I take a breath. “Okay. I’ll stick with it for a month. Maybe I can sign Hannah up for karate classes or something at the same time. She’s been hounding me for martial arts lessons.”
“She sounds fierce.”
“You have no idea. She’ll probably be Brooklyn Borough President by the time she’s twenty-one. She has opinions on everything.”
We grab our coffees and walk to the door.
“I remember your daughter, actually,” he replies as he holds the door open for me.
“You do? That was years ago.”
“She was funny. Dark, curly hair, right? She reminded me of you.”
“You didn’t even know me back then.”
“I noticed you,” he says. “But I was married and I assumed you were, too.”
“No, I was already divorced.” I consider what to say. “Hannah is a great kid with an unreliable dad, and I try to shield her from that fact, and that makes her hate me.”
Ollie nods slowly, taking this in. “Why would she hate you?”
“Because he doesn’t show up, and I pretend it wasn’t his fault, and then I’m the bad guy who’s mad at her perfect dad all the time. Sorry, you don’t need to hear about that. Angry ranting about exes is the third date, right? Or is it the fourth? I’m rusty.”
He laughs. “You’re not ranting, you’re telling me about your life.”
I smile, charmed in spite of myself. “My subway is that way.”
He walks down the street with me and then pauses when we reach the subway entrance. We stand there for a moment, sipping our coffees, looking at each other.
“Laura, may I take you on a date?”
“So formal.”
“I stopped asking women if they wanted to ‘hang out’ when I was a senior in college. Too many misunderstandings. I once showed up to a movie with flowers, and she’d invited her actual boyfriend along.”
“Oh no.” I laugh. “Just so you know, I’m sober.” The words pour out of me, unplanned. “I’m the kind of sober where I count how long I’ve been sober.”
He nods. He doesn’t look upset, just thoughtful.
“I count in years, not days, just to be clear. This is not new. But I need to make sure that you’re okay with that.

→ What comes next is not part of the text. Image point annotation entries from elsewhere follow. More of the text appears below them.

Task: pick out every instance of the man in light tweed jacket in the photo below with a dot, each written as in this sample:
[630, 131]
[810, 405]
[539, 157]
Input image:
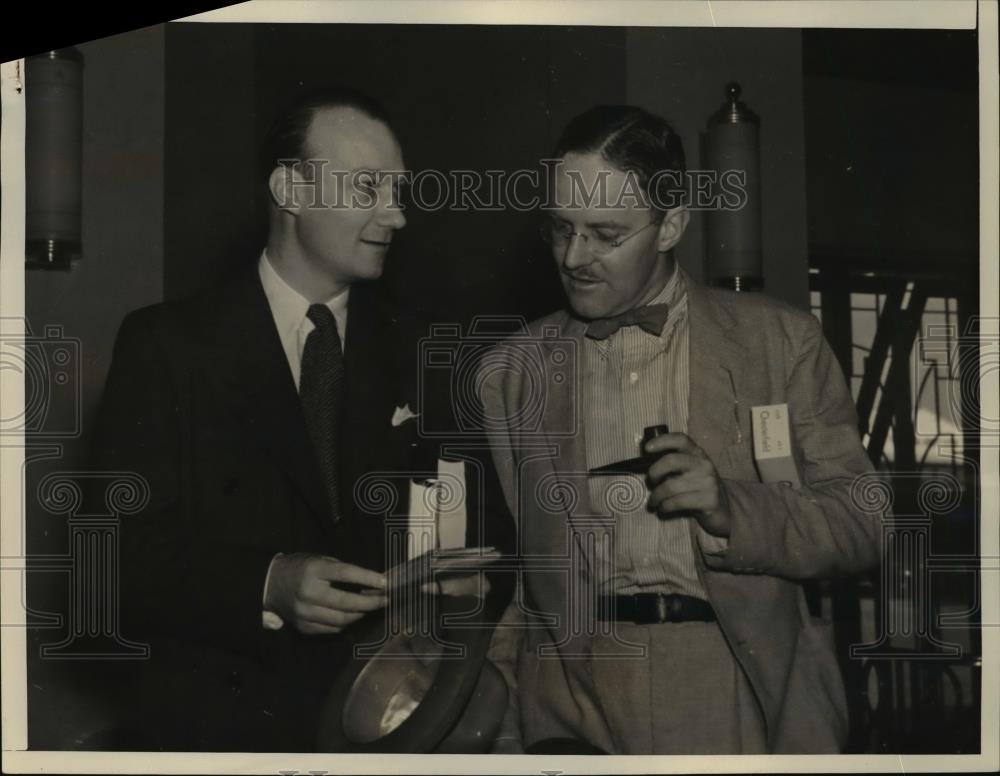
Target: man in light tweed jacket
[661, 611]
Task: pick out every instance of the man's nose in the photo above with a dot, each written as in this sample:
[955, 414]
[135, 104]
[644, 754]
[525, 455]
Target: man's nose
[575, 254]
[391, 213]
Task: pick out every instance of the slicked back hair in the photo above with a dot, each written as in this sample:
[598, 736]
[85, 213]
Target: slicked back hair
[633, 140]
[286, 137]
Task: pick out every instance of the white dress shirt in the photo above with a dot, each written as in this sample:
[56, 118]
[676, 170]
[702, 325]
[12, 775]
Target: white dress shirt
[636, 379]
[289, 308]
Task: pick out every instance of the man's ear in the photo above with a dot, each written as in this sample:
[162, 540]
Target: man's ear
[282, 185]
[672, 228]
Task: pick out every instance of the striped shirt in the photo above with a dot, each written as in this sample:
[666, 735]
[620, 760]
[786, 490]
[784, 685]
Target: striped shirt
[634, 379]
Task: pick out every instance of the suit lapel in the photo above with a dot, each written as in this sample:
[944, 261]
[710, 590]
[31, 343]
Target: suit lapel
[716, 373]
[246, 356]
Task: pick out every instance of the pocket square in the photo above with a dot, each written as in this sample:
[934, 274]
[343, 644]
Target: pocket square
[403, 414]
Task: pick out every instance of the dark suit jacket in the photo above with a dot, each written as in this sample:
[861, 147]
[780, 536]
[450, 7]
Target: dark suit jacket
[200, 401]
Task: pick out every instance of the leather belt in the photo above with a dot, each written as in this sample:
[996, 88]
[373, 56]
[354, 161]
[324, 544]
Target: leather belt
[651, 608]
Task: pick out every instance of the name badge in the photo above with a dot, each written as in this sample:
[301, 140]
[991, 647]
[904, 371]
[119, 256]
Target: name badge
[772, 445]
[438, 511]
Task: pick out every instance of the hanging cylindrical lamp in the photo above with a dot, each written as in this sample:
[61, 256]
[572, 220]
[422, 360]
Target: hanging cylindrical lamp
[53, 158]
[732, 151]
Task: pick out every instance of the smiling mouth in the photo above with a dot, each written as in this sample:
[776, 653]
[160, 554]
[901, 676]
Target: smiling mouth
[582, 280]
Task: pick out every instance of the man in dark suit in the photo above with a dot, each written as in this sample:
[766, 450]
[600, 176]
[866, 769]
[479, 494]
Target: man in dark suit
[253, 412]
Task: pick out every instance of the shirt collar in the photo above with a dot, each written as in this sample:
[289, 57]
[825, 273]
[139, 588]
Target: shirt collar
[289, 307]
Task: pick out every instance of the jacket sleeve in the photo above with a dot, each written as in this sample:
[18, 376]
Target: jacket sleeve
[173, 579]
[819, 530]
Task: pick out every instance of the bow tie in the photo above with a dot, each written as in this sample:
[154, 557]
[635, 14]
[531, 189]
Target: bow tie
[649, 318]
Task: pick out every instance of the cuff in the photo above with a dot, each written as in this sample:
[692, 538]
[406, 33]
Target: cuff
[712, 545]
[269, 619]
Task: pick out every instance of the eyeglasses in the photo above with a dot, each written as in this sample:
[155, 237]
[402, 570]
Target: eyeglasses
[600, 241]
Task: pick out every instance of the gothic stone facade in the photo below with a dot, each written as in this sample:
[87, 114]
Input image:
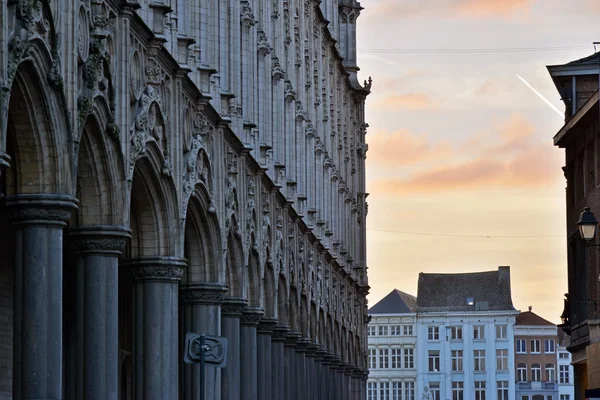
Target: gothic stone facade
[181, 166]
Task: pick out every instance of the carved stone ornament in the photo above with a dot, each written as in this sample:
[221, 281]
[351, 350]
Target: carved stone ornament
[42, 209]
[251, 316]
[233, 307]
[246, 16]
[149, 126]
[202, 293]
[98, 239]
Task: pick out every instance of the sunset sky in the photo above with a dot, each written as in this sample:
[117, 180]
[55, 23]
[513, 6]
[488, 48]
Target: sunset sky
[460, 149]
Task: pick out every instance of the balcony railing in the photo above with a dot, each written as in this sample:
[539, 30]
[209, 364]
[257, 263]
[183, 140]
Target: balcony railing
[537, 385]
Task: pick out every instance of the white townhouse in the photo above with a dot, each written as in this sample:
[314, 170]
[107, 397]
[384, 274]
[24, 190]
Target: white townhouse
[391, 348]
[465, 336]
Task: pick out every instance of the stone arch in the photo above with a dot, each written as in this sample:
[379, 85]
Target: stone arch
[235, 266]
[254, 272]
[100, 177]
[269, 289]
[282, 300]
[294, 311]
[38, 134]
[154, 213]
[202, 239]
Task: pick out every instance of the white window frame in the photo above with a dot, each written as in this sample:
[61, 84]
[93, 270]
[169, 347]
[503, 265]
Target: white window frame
[458, 390]
[501, 332]
[457, 360]
[536, 346]
[395, 358]
[408, 358]
[456, 333]
[433, 333]
[433, 361]
[479, 360]
[479, 390]
[502, 359]
[521, 346]
[521, 372]
[478, 332]
[549, 346]
[536, 372]
[502, 387]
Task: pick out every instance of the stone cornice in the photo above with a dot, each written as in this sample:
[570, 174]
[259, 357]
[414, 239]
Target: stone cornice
[251, 316]
[202, 293]
[99, 239]
[232, 307]
[40, 209]
[158, 269]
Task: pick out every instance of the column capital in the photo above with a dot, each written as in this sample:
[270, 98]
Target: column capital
[280, 332]
[302, 345]
[40, 209]
[251, 316]
[158, 269]
[292, 338]
[233, 307]
[98, 239]
[211, 293]
[266, 325]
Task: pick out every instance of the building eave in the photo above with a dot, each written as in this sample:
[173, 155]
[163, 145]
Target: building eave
[570, 124]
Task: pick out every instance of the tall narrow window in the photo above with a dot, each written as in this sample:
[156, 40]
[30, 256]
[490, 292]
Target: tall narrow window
[456, 360]
[502, 390]
[564, 374]
[521, 372]
[371, 390]
[550, 373]
[480, 390]
[434, 360]
[384, 358]
[433, 333]
[409, 358]
[536, 372]
[396, 358]
[479, 332]
[372, 358]
[479, 360]
[501, 331]
[458, 391]
[502, 360]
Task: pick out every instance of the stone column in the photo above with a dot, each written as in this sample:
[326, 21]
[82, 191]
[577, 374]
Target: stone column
[156, 319]
[97, 250]
[277, 354]
[302, 382]
[249, 353]
[289, 359]
[231, 312]
[322, 373]
[39, 220]
[265, 364]
[312, 382]
[201, 303]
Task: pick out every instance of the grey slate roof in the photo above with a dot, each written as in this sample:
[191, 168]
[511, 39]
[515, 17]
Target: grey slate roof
[449, 292]
[396, 302]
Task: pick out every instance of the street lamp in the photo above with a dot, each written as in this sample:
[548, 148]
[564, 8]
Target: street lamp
[587, 225]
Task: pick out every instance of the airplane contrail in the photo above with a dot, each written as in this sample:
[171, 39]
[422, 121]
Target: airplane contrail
[552, 106]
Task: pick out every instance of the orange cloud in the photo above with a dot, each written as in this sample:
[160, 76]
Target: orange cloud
[389, 9]
[404, 147]
[507, 156]
[504, 8]
[411, 101]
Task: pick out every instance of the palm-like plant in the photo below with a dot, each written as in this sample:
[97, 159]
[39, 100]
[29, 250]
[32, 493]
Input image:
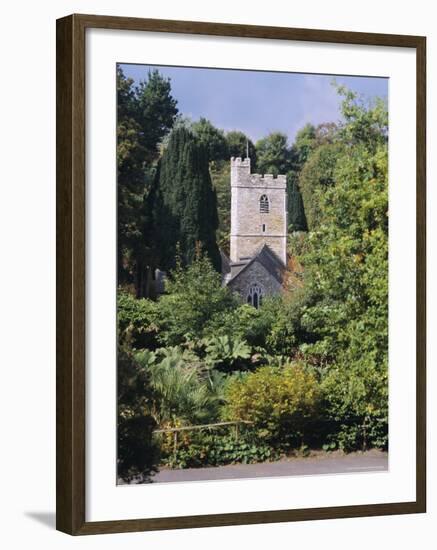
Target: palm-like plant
[225, 352]
[182, 391]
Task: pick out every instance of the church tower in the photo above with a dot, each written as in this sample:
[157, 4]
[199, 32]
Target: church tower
[258, 212]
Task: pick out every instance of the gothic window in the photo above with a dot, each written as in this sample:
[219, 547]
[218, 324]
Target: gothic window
[264, 204]
[255, 295]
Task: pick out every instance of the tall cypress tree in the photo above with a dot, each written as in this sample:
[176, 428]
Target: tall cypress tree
[185, 211]
[296, 212]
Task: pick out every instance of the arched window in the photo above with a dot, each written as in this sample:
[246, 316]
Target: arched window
[264, 204]
[255, 296]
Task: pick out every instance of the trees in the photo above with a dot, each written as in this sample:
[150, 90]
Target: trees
[316, 175]
[145, 114]
[212, 139]
[193, 296]
[272, 154]
[238, 143]
[137, 455]
[346, 267]
[296, 214]
[185, 205]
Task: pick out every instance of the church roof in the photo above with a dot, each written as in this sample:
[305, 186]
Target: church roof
[266, 257]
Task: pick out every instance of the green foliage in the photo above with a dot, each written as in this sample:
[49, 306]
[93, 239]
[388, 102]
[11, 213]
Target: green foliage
[279, 400]
[226, 353]
[273, 156]
[309, 367]
[182, 392]
[316, 176]
[137, 454]
[296, 214]
[212, 138]
[144, 116]
[220, 176]
[137, 320]
[185, 210]
[218, 448]
[237, 146]
[194, 295]
[346, 269]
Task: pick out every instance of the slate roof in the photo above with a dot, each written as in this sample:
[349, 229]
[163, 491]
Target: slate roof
[266, 257]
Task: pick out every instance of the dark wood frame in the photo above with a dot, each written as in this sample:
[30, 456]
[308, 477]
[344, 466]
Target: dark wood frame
[70, 205]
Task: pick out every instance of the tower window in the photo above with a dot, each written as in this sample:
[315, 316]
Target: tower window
[264, 204]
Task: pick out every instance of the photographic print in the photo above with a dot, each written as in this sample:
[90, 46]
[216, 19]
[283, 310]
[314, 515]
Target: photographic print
[252, 293]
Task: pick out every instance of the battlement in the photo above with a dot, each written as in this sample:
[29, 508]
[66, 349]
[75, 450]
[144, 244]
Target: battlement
[268, 180]
[241, 176]
[238, 161]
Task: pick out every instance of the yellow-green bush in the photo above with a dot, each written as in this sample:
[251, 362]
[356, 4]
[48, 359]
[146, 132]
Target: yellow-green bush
[280, 401]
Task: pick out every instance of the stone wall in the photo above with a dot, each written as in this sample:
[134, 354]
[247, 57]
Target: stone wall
[255, 273]
[249, 227]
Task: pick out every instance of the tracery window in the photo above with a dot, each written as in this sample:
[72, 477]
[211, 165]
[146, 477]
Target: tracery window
[255, 296]
[264, 204]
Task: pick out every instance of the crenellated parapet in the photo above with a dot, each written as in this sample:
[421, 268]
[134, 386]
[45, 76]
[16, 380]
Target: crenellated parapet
[241, 176]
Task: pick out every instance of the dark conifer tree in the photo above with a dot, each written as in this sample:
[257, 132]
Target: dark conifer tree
[296, 212]
[185, 210]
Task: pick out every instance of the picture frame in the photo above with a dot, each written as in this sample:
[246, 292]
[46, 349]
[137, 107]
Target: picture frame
[71, 204]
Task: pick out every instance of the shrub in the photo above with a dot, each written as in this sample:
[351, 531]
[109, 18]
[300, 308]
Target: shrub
[137, 455]
[227, 353]
[194, 295]
[355, 407]
[137, 320]
[201, 448]
[281, 401]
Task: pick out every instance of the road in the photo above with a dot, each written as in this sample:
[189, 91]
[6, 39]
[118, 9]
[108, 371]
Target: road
[371, 461]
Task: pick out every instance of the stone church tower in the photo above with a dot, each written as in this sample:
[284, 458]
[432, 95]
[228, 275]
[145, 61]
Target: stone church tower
[258, 212]
[258, 233]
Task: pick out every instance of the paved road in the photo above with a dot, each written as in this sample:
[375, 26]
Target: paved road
[371, 461]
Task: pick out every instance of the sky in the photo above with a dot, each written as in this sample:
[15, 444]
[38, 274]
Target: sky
[258, 102]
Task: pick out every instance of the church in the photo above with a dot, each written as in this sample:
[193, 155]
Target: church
[258, 247]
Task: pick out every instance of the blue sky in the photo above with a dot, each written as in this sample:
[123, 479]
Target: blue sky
[258, 102]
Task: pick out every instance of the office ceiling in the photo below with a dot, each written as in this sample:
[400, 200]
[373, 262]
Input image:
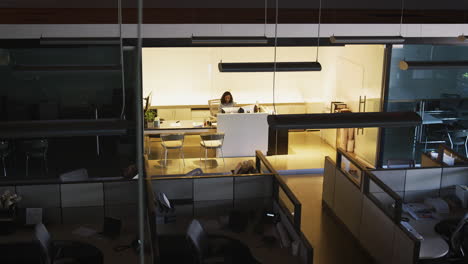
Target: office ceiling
[239, 11]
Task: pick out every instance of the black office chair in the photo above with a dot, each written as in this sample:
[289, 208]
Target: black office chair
[36, 149]
[216, 249]
[459, 138]
[455, 232]
[4, 152]
[55, 252]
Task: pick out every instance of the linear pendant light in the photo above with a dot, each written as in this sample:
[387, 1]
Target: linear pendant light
[462, 38]
[269, 66]
[367, 40]
[80, 41]
[430, 65]
[344, 120]
[229, 40]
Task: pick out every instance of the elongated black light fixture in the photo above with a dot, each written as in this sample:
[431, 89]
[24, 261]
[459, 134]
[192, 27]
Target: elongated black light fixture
[269, 66]
[344, 120]
[262, 40]
[367, 40]
[273, 66]
[431, 65]
[79, 41]
[462, 38]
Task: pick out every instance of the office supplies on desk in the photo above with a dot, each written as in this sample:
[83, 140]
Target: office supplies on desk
[461, 191]
[439, 205]
[418, 210]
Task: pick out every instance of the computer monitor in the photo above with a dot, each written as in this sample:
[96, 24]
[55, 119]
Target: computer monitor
[230, 110]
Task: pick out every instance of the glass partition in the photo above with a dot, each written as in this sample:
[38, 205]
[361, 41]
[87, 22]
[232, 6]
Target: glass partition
[440, 96]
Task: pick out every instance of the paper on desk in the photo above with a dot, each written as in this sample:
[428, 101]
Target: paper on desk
[84, 231]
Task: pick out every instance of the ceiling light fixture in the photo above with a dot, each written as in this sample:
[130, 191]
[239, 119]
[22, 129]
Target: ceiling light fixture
[367, 40]
[431, 65]
[269, 66]
[79, 41]
[229, 40]
[372, 39]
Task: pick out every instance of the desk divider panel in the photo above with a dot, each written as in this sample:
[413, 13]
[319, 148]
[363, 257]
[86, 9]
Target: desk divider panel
[212, 189]
[82, 203]
[377, 236]
[421, 183]
[328, 193]
[452, 176]
[348, 202]
[405, 247]
[45, 196]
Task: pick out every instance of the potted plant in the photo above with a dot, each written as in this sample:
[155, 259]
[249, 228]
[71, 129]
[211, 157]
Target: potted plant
[8, 205]
[149, 118]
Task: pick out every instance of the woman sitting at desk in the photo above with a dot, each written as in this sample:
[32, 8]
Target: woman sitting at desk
[226, 101]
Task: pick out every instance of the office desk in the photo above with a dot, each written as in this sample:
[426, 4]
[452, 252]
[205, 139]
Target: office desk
[66, 232]
[183, 126]
[433, 245]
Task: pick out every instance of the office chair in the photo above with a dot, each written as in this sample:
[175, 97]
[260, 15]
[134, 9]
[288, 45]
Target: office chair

It’s fine to have a drink around me, and I can go to bars, but I can’t be around people who get wasted.
And I can’t have it in the house. Not that we’re talking about moving in together.
” Now I’m really embarrassed. “I just wanted to warn you, so you could think about whether you’re okay with that. ”
“I have absolutely no problem with that,” he says. “It’s not a big part of my life at all.” I feel a wave of relief, but then he looks away. “I feel like this is where I should confess something to you.”
There is a long, ominous pause. “Yes?”
“After my divorce I am not entirely sure I trust women. I’m not entirely sure I trust anybody.”
“Oh.” The words are not just a flashing red warning sign; they are one of those fifty-foot billboards in Times Square. It’s not even that he has that feeling. It’s that he feels it enough to need to tell me about it.
“I’m trying,” he adds softly. His hazel eyes look serious. “Just promise me one thing, okay? If you want to get back with your ex-husband, that’s fine, but—”
“I don’t.”
“I heard you at the party. And I heard something about you leaving the firm last summer to be with him, and no one knew whether you were coming back. So if you are in some on-again, off-again thing with him…”
I shake my head. “We’re definitely off-again. I mean, we’re definitely off forever.”
He looks a little skeptical, but he nods once. “Okay,” he says. “Then we can give this a try.”
He takes my hand in his and squeezes it, and I feel a warmth spread from my palm up my arm and all the way into my chest. He looks right in my eyes as his thumb slides gently across my wrist. “And don’t be afraid to tighten that grip a little.”